В моей памяти это один из самых эмоциональных моментов революции: невысокого роста человек на лестнице, бесстрашно смотрящий в глаза толпы, вернее, в ее тысячеглазое разгневанное око.

Лицо его побледнело, но ни малейшего трепета. И голос его совсем не дрожал, когда он медленно и веско проговорил: «Первого же, кто попытается убить юнкера, я уложу на месте».

Такая смелость и отвага поразили всех. Раздались крики:

— Ты что?! Чтобы спасти шкуру этих офицеров, контрреволюционеров, ты хочешь убить нас, рабочих-революционеров?

— Революционеров?! — насмешливо возразил Антонов. — Революционеров! Где я вижу здесь революционеров? Как вы смеете называть себя революционерами? Вы, намеревающиеся перебить беззащитных людей, пленных! — Его насмешка попала в цель. Толпа вздрогнула, как от удара хлыстом.
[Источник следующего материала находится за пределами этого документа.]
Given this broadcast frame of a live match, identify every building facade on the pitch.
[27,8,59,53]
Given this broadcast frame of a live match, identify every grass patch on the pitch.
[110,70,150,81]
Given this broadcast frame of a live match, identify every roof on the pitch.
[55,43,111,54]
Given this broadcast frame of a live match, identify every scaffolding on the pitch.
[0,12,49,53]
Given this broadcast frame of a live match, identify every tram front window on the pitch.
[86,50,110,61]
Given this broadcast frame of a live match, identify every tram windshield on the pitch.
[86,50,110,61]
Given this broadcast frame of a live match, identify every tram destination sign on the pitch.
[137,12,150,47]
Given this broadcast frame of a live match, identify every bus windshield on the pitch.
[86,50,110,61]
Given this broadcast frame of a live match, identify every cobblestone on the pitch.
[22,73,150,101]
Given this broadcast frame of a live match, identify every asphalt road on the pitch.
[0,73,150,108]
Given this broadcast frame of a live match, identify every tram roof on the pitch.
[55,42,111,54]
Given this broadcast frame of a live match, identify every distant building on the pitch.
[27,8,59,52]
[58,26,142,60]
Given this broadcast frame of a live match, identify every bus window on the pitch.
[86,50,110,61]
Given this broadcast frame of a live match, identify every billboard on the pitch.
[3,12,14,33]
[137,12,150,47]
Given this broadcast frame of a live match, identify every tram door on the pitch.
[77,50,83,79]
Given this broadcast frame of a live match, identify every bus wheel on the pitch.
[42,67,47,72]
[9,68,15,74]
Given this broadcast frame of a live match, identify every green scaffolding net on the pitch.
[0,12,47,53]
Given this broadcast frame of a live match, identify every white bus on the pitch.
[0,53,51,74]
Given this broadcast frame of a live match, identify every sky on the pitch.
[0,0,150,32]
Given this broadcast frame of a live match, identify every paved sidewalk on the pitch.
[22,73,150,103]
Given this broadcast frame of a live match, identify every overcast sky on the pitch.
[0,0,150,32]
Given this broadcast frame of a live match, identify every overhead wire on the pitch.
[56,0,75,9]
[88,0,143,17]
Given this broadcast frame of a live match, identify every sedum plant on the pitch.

— Слушайте! — продолжал он.— Знаете ли вы, что вы делаете? Понимаете ли, куда ведет это безумие? Убивая пленного белогвардейца, вы наносите урон не контрреволюции, а самой революции. Я двадцать лет томился в ссылках и тюрьмах за революцию. И вы думаете, что я, революционер, буду спокойно стоять и смотреть, как революционеры распинают революцию?

— Но, если бы они взяли нас, пощады не было бы, — не унимался один крестьянин. — Всех бы прикончили!

— Верно, они бы нас прикончили, — ответил Антонов. — Ну и что из этого? Они же не революционеры, они порождены старым режимом, царизмом, с его нагайками, погромами и насилиями. Мы же рождены революцией. А революция — это совсем другое. Это — свободная жизнь для всех. Вот почему вы идете ради нее на смерть. Но вы должны отдать ей большее. Вы должны служить ей своим разумом. Служение революции должно стать выше удовлетворения страстей. Ради победы революции вы совершали чудеса храбрости. Теперь во имя чести революции нужно быть милосердным. Вы любите революцию. Прошу вас только об одном: не убивайте то, что любите.

Он говорил пламенно, лицо его горело; жестами и интонацией он старался сделать свою речь убедительней. В свои слова он вложил последние силы.